Sleeper agents have begun to awaken throughout the world and Project Treadstone is responsible for the results. “The Cicada Protocol” bounces back and forth between flashbacks to the ’70s and the present day as Cold War fears lead to the death of a dictator and the launch codes of a Russian nuclear bomb that’s gone missing will surely fall into the hands of a rogue group destined to start World War III unless these sleeper agents can save the day.
Dark secrets, nationalist pride, corporate layoffs and brainwashed soldiers are all touched upon in a variety of ways, and the lengths people will go to get the weapon’s launch codes are explored. But the only way a series like this can be successful is if it focuses on strong characters. Instead of simply focusing on one main character, at least through the very first episode, the show is telling the stories of a group of soldiers who have absolutely no idea that they’re killing machines. Whether or not they’re connected is yet to be seen, but I really hope each one has individual orders that won’t cross paths with the others.

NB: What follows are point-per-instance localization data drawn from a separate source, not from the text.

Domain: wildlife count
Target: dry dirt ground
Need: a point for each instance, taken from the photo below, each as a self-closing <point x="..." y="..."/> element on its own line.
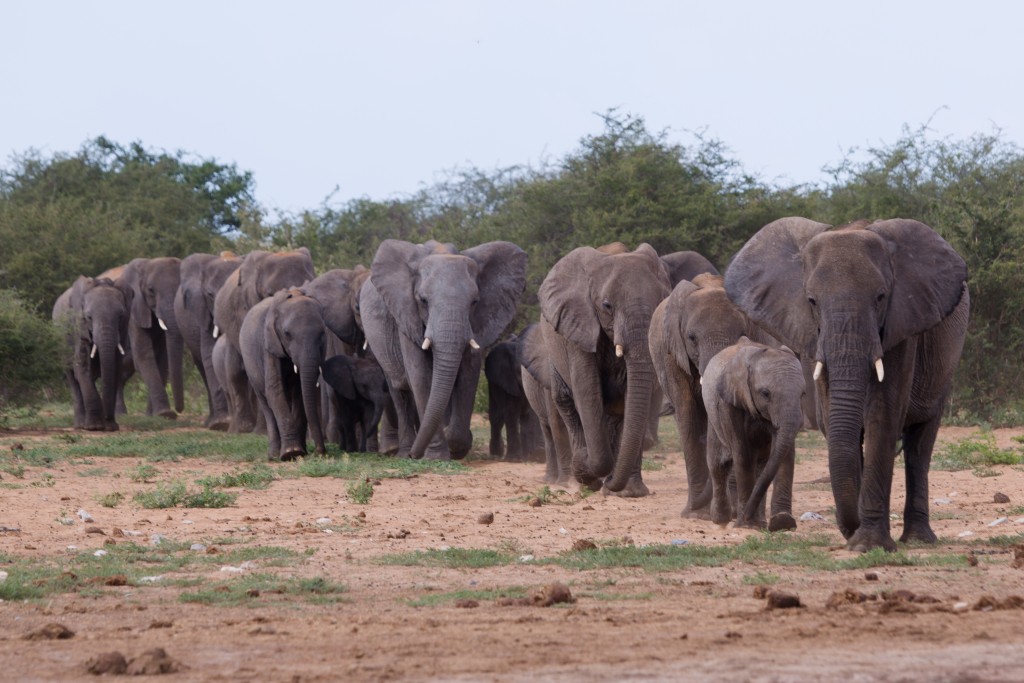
<point x="697" y="624"/>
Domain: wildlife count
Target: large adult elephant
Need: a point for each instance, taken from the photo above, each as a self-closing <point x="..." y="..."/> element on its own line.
<point x="428" y="311"/>
<point x="883" y="310"/>
<point x="202" y="276"/>
<point x="283" y="344"/>
<point x="599" y="306"/>
<point x="158" y="348"/>
<point x="693" y="324"/>
<point x="752" y="393"/>
<point x="260" y="274"/>
<point x="94" y="314"/>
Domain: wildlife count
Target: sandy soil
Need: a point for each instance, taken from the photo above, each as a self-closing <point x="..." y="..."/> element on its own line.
<point x="702" y="624"/>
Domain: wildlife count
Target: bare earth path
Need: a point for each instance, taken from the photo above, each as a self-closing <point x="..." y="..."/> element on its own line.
<point x="698" y="624"/>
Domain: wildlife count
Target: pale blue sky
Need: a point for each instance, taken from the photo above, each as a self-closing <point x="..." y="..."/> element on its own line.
<point x="379" y="97"/>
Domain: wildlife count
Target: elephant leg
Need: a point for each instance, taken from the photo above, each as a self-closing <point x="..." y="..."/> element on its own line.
<point x="691" y="422"/>
<point x="918" y="443"/>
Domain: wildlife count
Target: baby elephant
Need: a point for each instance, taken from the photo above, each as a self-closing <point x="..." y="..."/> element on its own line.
<point x="753" y="396"/>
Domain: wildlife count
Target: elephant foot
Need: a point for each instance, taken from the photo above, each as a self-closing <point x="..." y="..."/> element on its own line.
<point x="781" y="521"/>
<point x="867" y="539"/>
<point x="921" y="532"/>
<point x="635" y="487"/>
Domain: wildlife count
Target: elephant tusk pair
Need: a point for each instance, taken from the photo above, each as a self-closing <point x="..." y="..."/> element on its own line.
<point x="880" y="370"/>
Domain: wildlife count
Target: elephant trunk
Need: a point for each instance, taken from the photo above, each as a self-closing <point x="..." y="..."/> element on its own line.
<point x="639" y="383"/>
<point x="848" y="376"/>
<point x="107" y="341"/>
<point x="308" y="376"/>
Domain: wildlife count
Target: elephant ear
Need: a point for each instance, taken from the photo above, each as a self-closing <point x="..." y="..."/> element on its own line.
<point x="676" y="321"/>
<point x="271" y="342"/>
<point x="766" y="281"/>
<point x="565" y="298"/>
<point x="502" y="370"/>
<point x="338" y="373"/>
<point x="686" y="265"/>
<point x="394" y="272"/>
<point x="929" y="279"/>
<point x="501" y="280"/>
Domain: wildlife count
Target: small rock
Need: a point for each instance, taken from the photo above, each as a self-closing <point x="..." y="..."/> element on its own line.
<point x="108" y="663"/>
<point x="152" y="663"/>
<point x="52" y="631"/>
<point x="778" y="600"/>
<point x="553" y="594"/>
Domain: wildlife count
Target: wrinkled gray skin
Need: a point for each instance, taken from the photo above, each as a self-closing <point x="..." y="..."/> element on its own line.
<point x="692" y="325"/>
<point x="752" y="394"/>
<point x="597" y="300"/>
<point x="891" y="295"/>
<point x="531" y="350"/>
<point x="158" y="348"/>
<point x="338" y="292"/>
<point x="260" y="275"/>
<point x="363" y="395"/>
<point x="202" y="276"/>
<point x="283" y="343"/>
<point x="508" y="408"/>
<point x="455" y="300"/>
<point x="94" y="313"/>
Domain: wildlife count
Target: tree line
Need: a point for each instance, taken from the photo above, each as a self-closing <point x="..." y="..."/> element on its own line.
<point x="80" y="213"/>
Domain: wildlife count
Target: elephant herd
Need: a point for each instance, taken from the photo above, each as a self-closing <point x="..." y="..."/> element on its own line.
<point x="855" y="330"/>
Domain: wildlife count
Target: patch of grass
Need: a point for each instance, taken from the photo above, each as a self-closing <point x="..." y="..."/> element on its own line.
<point x="258" y="589"/>
<point x="359" y="492"/>
<point x="258" y="477"/>
<point x="977" y="453"/>
<point x="111" y="500"/>
<point x="481" y="595"/>
<point x="371" y="466"/>
<point x="451" y="558"/>
<point x="176" y="494"/>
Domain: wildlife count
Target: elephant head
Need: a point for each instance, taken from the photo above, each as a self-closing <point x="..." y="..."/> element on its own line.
<point x="448" y="303"/>
<point x="158" y="345"/>
<point x="845" y="298"/>
<point x="601" y="303"/>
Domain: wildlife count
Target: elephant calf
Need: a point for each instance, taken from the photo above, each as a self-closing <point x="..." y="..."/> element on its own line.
<point x="753" y="396"/>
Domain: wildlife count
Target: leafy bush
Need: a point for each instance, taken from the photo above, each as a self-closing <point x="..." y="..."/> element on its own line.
<point x="30" y="353"/>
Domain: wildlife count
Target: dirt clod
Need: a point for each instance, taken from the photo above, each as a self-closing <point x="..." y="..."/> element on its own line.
<point x="107" y="663"/>
<point x="52" y="631"/>
<point x="152" y="663"/>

Music plays a big role in their lives… much more than they actually realize. It seems the French nursery rhyme/song Frère Jacques is a grand link that awakens these agents. And if you’ve seen any of the Bourne movies, you’ll realize there’s plenty of action to anticipate. So, naturally, the only cure for escaping a drug-induced haze is more adrenaline!
As a high-profile event series, the main question I keep asking is what, exactly, is the Ludlum connection? Is it in name only or will the filmmakers actually attempt to explore the atmosphere the author actually created? Known for creating thrillers that involved conspiracy theories and terrorists who are actually doing the dirty work of high-ranking governments, I’m very interested in seeing where this series goes and how long it can keep up its frantic pace.
Did our main characters actually choose to become super soldiers or did this unsanctioned black-ops program choose these participants against their wills? And what happens once they realize the recurring dreams of not feeling themselves is actually real life?
As an Easter Egg, I would really like to see one or more of the big-screen characters appear in a brief cameo. While I truly doubt that would involve Matt Damon, I don’t see that role being too small for Jeremy Renner. A recurring role might be too much to ask for, but possibly bringing in Doug Liman to direct the season finale might also be the ticket to enticing one of the big-screen actors into appearing.
A fan can always hope for some sort of connection between Ludlum’s stories. And so far, I’m definitely a fan of this show.